NAME

Calendar::Simple - Perl extension to create simple calendars

SYNOPSIS

use Calendar::Simple;

my @curr      = calendar;             # get current month
my @this_sept = calendar(9);          # get 9th month of current year
my @sept_2002 = calendar(9, 2002);    # get 9th month of 2002
my @monday    = calendar(9, 2002, 1); # get 9th month of 2002,
                                      # weeks start on Monday

my @span      = date_span(mon   => 10,  # returns span of dates
                          year  => 2006,
                          begin => 15,
                          end   => 28);

DESCRIPTION

A very simple module that exports one function called calendar.

calendar

This function returns a data structure representing the dates in a month. The data structure returned is an array of array references. The first level array represents the weeks in the month. The second level array contains the actual days. By default, each week starts on a Sunday and the value in the array is the date of that day. Any days at the beginning of the first week or the end of the last week that are from the previous or next month have the value undef.

If the month or year parameters are omitted then the current month or year are assumed.

A third, optional parameter, start_day, allows you to set the day each week starts with, with the same values as localtime sets for wday (namely, 0 for Sunday, 1 for Monday and so on).

date_span

This function returns a cut-down version of a month data structure which begins and ends on dates other than the first and last dates of the month. Any weeks that fall completely outside of the date range are removed from the structure and any days within the remaining weeks that fall outside of the date range are set to undef.

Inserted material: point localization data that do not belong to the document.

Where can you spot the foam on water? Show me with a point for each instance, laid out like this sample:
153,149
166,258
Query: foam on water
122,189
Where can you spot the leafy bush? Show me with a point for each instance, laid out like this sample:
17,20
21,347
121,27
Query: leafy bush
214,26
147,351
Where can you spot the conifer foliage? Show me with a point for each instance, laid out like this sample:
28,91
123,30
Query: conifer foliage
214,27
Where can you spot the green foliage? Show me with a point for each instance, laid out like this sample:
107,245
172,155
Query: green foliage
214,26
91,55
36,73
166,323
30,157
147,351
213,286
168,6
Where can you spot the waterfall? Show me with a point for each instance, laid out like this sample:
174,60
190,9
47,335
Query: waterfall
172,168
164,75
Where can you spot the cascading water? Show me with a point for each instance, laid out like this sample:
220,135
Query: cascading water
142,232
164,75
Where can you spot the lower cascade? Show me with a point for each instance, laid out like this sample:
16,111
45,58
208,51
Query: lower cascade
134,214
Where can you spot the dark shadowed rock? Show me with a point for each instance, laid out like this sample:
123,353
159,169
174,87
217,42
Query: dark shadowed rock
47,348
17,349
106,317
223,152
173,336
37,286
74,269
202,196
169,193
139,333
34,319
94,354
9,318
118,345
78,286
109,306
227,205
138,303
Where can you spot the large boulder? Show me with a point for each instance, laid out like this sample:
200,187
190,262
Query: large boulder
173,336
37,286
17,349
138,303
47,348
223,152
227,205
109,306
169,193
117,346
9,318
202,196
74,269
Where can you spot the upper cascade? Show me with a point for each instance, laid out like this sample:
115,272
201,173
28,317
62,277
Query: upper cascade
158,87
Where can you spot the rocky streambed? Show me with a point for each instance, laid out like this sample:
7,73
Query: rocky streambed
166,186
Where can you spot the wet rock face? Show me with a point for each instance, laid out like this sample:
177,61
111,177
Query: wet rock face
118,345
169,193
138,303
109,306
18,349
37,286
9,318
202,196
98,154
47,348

As there are a number of parameters to this function, they are passed using a named parameter interface. The parameters are as follows:

year

The required year. Defaults to the current year if omitted.

mon

The required month. Defaults to the current month if omitted.

begin

The first day of the required span. Defaults to the first if omitted.

end

The last day of the required span. Defaults to the last day of the month if omitted.

start_day

Indicates the day of the week that each week starts with. This takes the same values as the optional third parameter to calendar. The default is 1 (for Monday).

NOTE: As of version 2.0.0, the default start_day has changed. Previously, it was Sunday; now, it is Monday. This is so the default behaviour matches that of the standard Unix cal command.

This function isn't exported by default, so in order to use it in your program you need to use the module like this:

use Calendar::Simple 'date_span';

EXAMPLE

A simple cal replacement would therefore look like this:

#!/usr/bin/perl

use strict;
use warnings;
use Calendar::Simple;

my @months = qw(January February March April May June July August
                September October November December);

my $mon = shift // (localtime)[4] + 1;
my $yr  = shift // (localtime)[5] + 1900;
my $sd  = shift // 1;

my @month = calendar($mon, $yr, $sd);
print "\n$months[$mon -1] $yr\n\n";

my @days = qw(Su Mo Tu We Th Fr Sa);
push @days, splice @days, 0, $sd;
print "@days\n";

foreach (@month) {
  print map { $_ ? sprintf "%2d ", $_ : '   ' } @$_;
  print "\n";
}

A version of this example, called pcal, is installed when you install this module.

Date Range

This module will make use of DateTime if it is installed. By using DateTime it can use any date that DateTime can represent. If DateTime is not installed it uses Perl's built-in date handling and therefore can't deal with dates before 1970 and it will also have problems with dates after 2038 on a 32-bit machine.

EXPORT

calendar

AUTHOR

Dave Cross <dave@mag-sol.com>

ACKNOWLEDGEMENTS

With thanks to Paul Mison <cpan@husk.org> for the start day patch.

COPYRIGHT

Copyright (C) 2002-2008, Magnum Solutions Ltd. All Rights Reserved.

LICENSE

This script is free software; you can redistribute it and/or modify it under the same terms as Perl itself.